Figure 6.

The ring polymer model of the bacterial chromosome. (A) The arms of the polymer can be interpreted as two imaginary tubes confined in each half along the radial axis. The tubes meet at the ori region and result in a single-peak distribution, as depicted in the floating model in Figure 5B. Similar principles apply to more complex topologies. For instance, replication forks can be considered as a three-way junction, and the terminus can be considered as a four-way junction. Their radial axis histograms show a single peak.

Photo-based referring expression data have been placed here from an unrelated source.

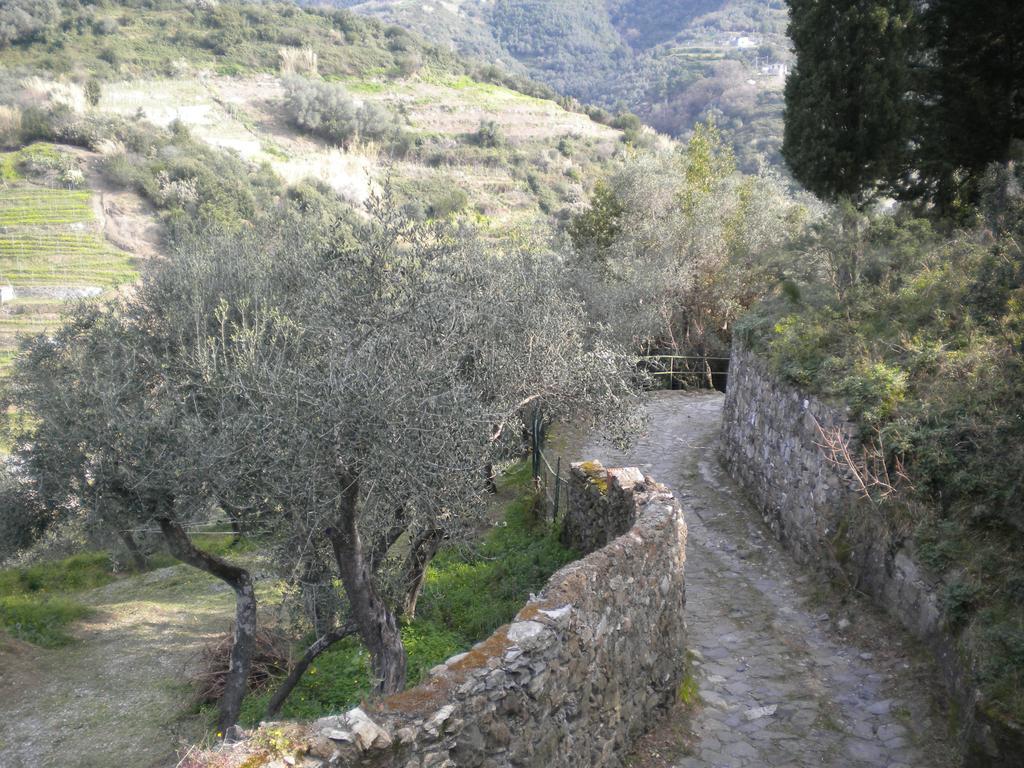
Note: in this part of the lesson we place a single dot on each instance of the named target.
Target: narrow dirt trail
(787, 675)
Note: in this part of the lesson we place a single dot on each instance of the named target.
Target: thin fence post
(558, 485)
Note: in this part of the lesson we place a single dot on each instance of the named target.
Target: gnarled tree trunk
(138, 560)
(421, 552)
(377, 624)
(245, 615)
(324, 642)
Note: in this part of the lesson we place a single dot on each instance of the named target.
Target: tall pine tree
(973, 87)
(847, 113)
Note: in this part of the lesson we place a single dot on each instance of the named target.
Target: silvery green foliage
(404, 363)
(328, 111)
(274, 369)
(696, 242)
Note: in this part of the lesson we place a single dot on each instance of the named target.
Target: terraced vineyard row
(62, 258)
(49, 241)
(35, 207)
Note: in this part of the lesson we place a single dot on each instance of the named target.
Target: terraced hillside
(51, 249)
(540, 159)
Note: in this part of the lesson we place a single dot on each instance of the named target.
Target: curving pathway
(788, 675)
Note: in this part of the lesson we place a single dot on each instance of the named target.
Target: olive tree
(385, 385)
(348, 391)
(676, 245)
(130, 424)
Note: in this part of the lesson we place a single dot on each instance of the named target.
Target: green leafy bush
(468, 594)
(40, 622)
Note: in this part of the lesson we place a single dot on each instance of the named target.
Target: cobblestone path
(787, 674)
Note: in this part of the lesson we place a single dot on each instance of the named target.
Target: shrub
(10, 126)
(22, 20)
(40, 622)
(488, 134)
(323, 109)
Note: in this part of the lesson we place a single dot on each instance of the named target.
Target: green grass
(34, 605)
(468, 594)
(86, 570)
(44, 258)
(37, 206)
(37, 603)
(42, 622)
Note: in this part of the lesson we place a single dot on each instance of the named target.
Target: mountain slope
(672, 61)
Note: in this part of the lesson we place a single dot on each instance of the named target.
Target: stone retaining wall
(581, 672)
(771, 444)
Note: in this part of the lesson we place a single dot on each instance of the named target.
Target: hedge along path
(787, 674)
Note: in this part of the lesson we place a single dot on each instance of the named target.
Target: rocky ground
(787, 672)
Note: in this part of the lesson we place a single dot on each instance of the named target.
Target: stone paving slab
(787, 675)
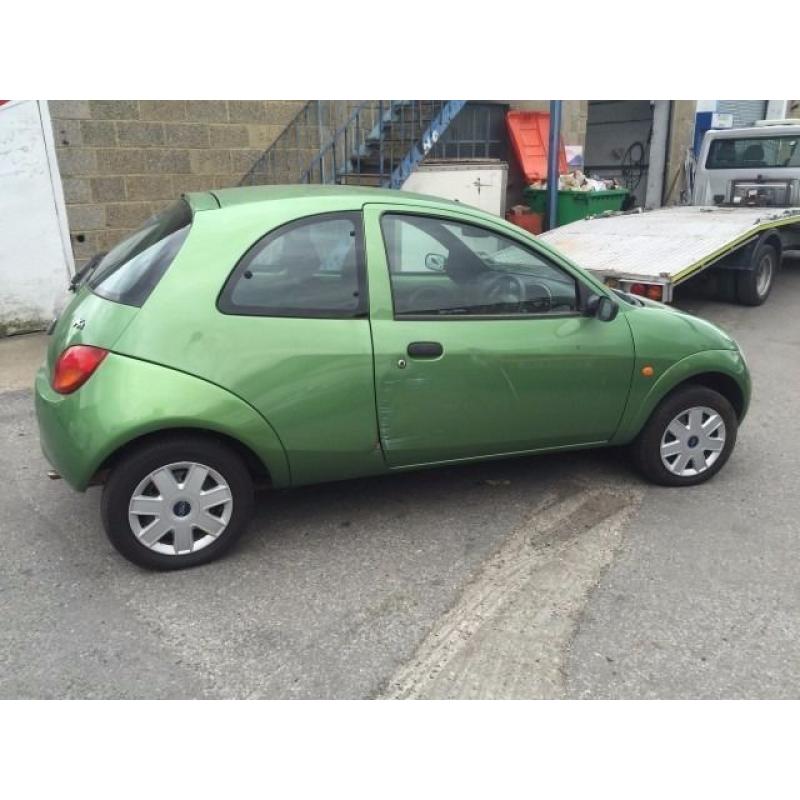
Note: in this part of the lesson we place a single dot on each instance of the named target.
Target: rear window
(758, 151)
(130, 271)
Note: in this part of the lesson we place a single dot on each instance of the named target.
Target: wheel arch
(255, 465)
(721, 383)
(723, 371)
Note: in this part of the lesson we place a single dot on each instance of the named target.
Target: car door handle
(425, 350)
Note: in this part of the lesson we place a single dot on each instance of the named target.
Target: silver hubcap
(180, 508)
(764, 277)
(693, 441)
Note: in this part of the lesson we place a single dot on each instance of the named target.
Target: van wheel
(177, 503)
(754, 285)
(688, 438)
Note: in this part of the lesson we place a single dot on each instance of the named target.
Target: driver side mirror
(435, 262)
(601, 307)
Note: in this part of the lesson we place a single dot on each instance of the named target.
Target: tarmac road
(556, 576)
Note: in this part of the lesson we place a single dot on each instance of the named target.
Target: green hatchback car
(288, 335)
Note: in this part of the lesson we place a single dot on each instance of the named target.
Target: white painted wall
(480, 185)
(35, 254)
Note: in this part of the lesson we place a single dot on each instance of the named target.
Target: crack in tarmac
(509, 632)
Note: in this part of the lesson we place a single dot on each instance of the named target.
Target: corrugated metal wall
(745, 112)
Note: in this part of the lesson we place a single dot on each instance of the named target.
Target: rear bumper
(59, 437)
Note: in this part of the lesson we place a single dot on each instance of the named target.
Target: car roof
(242, 195)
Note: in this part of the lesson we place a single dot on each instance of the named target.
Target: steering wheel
(507, 290)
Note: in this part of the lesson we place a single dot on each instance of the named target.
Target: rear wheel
(177, 503)
(688, 438)
(754, 285)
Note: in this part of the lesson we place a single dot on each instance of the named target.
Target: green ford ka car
(283, 336)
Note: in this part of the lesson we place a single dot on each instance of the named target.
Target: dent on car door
(483, 349)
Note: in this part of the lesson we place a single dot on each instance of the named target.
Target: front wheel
(688, 438)
(177, 503)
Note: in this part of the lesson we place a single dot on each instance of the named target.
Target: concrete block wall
(123, 160)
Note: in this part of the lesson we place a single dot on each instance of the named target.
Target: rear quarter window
(130, 271)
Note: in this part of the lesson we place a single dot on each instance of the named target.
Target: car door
(480, 344)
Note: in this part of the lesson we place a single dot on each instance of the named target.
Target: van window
(130, 271)
(758, 151)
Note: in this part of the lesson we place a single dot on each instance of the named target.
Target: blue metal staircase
(367, 142)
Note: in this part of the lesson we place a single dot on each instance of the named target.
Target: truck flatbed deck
(666, 245)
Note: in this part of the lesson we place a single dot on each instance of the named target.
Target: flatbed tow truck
(745, 215)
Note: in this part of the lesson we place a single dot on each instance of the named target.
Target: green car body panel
(317, 399)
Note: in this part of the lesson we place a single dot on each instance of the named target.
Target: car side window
(443, 268)
(313, 267)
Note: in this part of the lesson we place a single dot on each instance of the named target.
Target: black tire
(647, 447)
(135, 466)
(751, 288)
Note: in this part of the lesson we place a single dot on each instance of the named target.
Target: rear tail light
(75, 366)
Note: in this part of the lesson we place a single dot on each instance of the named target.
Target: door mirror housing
(435, 262)
(601, 307)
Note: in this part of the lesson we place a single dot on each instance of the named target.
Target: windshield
(758, 151)
(129, 272)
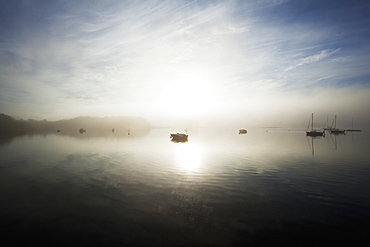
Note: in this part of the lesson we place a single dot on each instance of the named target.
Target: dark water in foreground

In contrast, loci in the separated arms show double peaks (Supplemental Fig. 3). (B) A ring polymer in narrow versus wide cylindrical containers. The diameter of E. coli varies in response to changes in growth rate (<600–700 nm in slow-growing conditions and >800–900 nm in faster-growing conditions) (Trueba and Woldringh 1980). The principles illustrated in A are valid when the cylinder is sufficiently wide to accommodate two imaginary tubes (diameter 440 nm) (Pelletier et al. 2012). As the cylinder becomes narrower and only one tube can fit, the global orientation of the polymer should be understood as that of a linear polymer in a cylinder (Jun and Wright 2010). This can explain the conformation of the E. coli chromosome in all growth conditions and the major difference of the chromosome conformation between slow- and fast-growing cells seen in the data.